Britain left out of post-Covid jobs recovery as early retirement surges

UK will be only rich country with lower employment next year than before pandemic

Britain will next year be the only developed country with fewer people in work than before the Covid crisis after a surge in early retirement and ill health, experts have said.

The UK employment rate is still 1 percentage point below its pre-pandemic level and is unlikely to bounce back in 2023, according to the Institute for Employment Studies (IES).

By contrast, the European Union's employment rate is 2.1 points above its level at the start of 2020. Employment is 0.6 points higher for the average country in the OECD club of rich nations.

Only Latvia and Switzerland have performed worse than the UK so far, but both their employment rates are now recovering and are likely to surpass their pre-Covid peaks next year.

It came as separate research from audit firm KPMG and the Recruitment and Employment Confederation suggested that job growth is slowing down in Britain, with the number of people hired into permanent new roles falling in October for the the first time in 20 months.

Claire Warnes, a partner at KPMG, said: “The looming recession is clearly impacting the UK jobs market."

The IES found that in Britain, the number of people classed as "economically inactive" - neither in a job, nor looking for work - has risen by 600,000 in the past three years.

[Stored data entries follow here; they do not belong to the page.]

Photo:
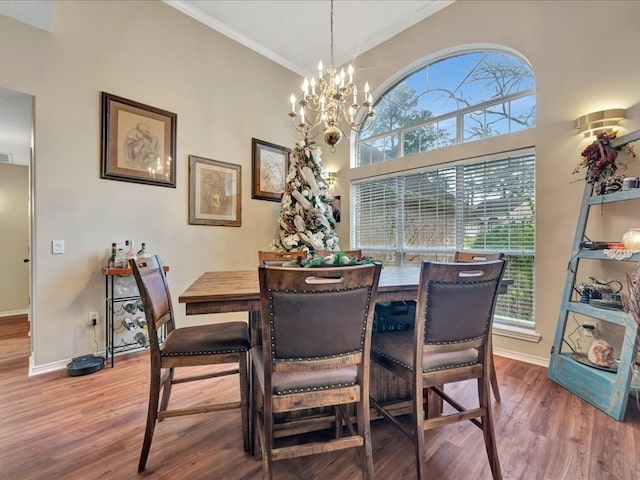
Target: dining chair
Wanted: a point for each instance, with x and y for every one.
(278, 258)
(472, 257)
(450, 343)
(315, 352)
(221, 343)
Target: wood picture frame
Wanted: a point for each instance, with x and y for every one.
(214, 192)
(138, 142)
(270, 164)
(336, 208)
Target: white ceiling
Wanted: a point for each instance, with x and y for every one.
(293, 33)
(296, 33)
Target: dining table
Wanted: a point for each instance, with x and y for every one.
(224, 291)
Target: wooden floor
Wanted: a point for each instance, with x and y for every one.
(90, 427)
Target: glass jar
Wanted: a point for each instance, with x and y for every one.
(631, 239)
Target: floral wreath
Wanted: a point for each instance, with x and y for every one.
(599, 158)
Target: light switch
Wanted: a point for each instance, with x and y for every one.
(57, 246)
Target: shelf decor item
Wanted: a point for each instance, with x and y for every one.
(138, 142)
(631, 239)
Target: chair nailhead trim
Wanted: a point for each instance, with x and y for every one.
(435, 369)
(315, 389)
(271, 326)
(203, 352)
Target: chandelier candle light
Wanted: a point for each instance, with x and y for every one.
(327, 97)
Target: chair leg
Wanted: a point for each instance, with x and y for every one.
(244, 402)
(152, 415)
(494, 380)
(418, 427)
(364, 429)
(166, 391)
(488, 430)
(266, 437)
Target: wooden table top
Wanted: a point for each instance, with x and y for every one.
(239, 290)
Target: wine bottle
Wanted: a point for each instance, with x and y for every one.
(112, 258)
(142, 253)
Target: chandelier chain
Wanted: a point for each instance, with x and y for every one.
(331, 35)
(330, 102)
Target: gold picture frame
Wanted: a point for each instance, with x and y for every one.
(138, 142)
(270, 163)
(214, 192)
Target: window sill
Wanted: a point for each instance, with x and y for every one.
(516, 332)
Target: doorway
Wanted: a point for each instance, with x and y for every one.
(16, 166)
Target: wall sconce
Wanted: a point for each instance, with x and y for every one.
(598, 122)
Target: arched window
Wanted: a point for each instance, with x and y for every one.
(456, 99)
(486, 204)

This has been driven by 50,000 workers taking early retirement and around 360,000 more people suffering long-term health problems - a figure thought to include many older people who have in effect retired early because they are too ill to ever go back to a job. An increase in the number of people who are studying accounts for most of the remaining difference.

Tony Wilson, director of the IES, said: “We're quite unusual internationally. Most countries are not struggling with participation the way we are." 

The increase in long-term sickness has coincided with record NHS waiting lists, which reached 7 million for the first time ever in August. 

With lower migration and the large generation of baby boomers retiring, a smaller labour force will likely become a lasting change, according to the IES. 

Mr Wilson said that government policy has done little to improve the picture. He suggested that more should be done to help disabled people get jobs and to support families struggling with childcare costs.

Meanwhile, there are concerns that Treasury plans for a tax raid on pension savings will spur more middle-class professionals to retire early.

Rishi Sunak and Jeremy Hunt are expected to freeze the lifetime allowance again later this month, limiting the maximum that can be saved into a pension pot without incurring tax penalties to £1m.

Many older people close to hitting this limit are expected to retire and take their pensions instead of breaching it.

Mr Wilson described the policy as a “flipping mess”, which is already “causing problems on keeping people in senior and well paid [jobs]”, although he expects the impact on the wider workforce to be limited.

Workers exiting the labour force are driving up inflation and so causing interest rates to rise, the Bank of England's chief economist Huw Pill said this week.

Having fewer workers means there is greater pressure on employers to compete by offering higher wages, even as the economy is tipping into recession.

Andy Haldane, former chief economist at the Bank of England, said poor health is increasingly a factor holding back the workforce and so the economy, the Guardian reported.

"We're in a situation, for the first time probably since the Industrial Revolution, where health and wellbeing are in retreat," said Mr Haldane.

A spokesman for the Department for Work and Pensions said the Government will invest £1.3bn in employment support for disabled people over the next three years. It is also focusing on bringing down unemployment among the over-50s, they said.

“We are also investing an extra £22m to tackle unemployment among over-50s, including expanding our Jobcentre Mid-Life MOT service and providing tailored support through our Older Worker Champions. That investment is paying off as there are now two million more workers 50 and over in work than in 2010,” the spokesman added.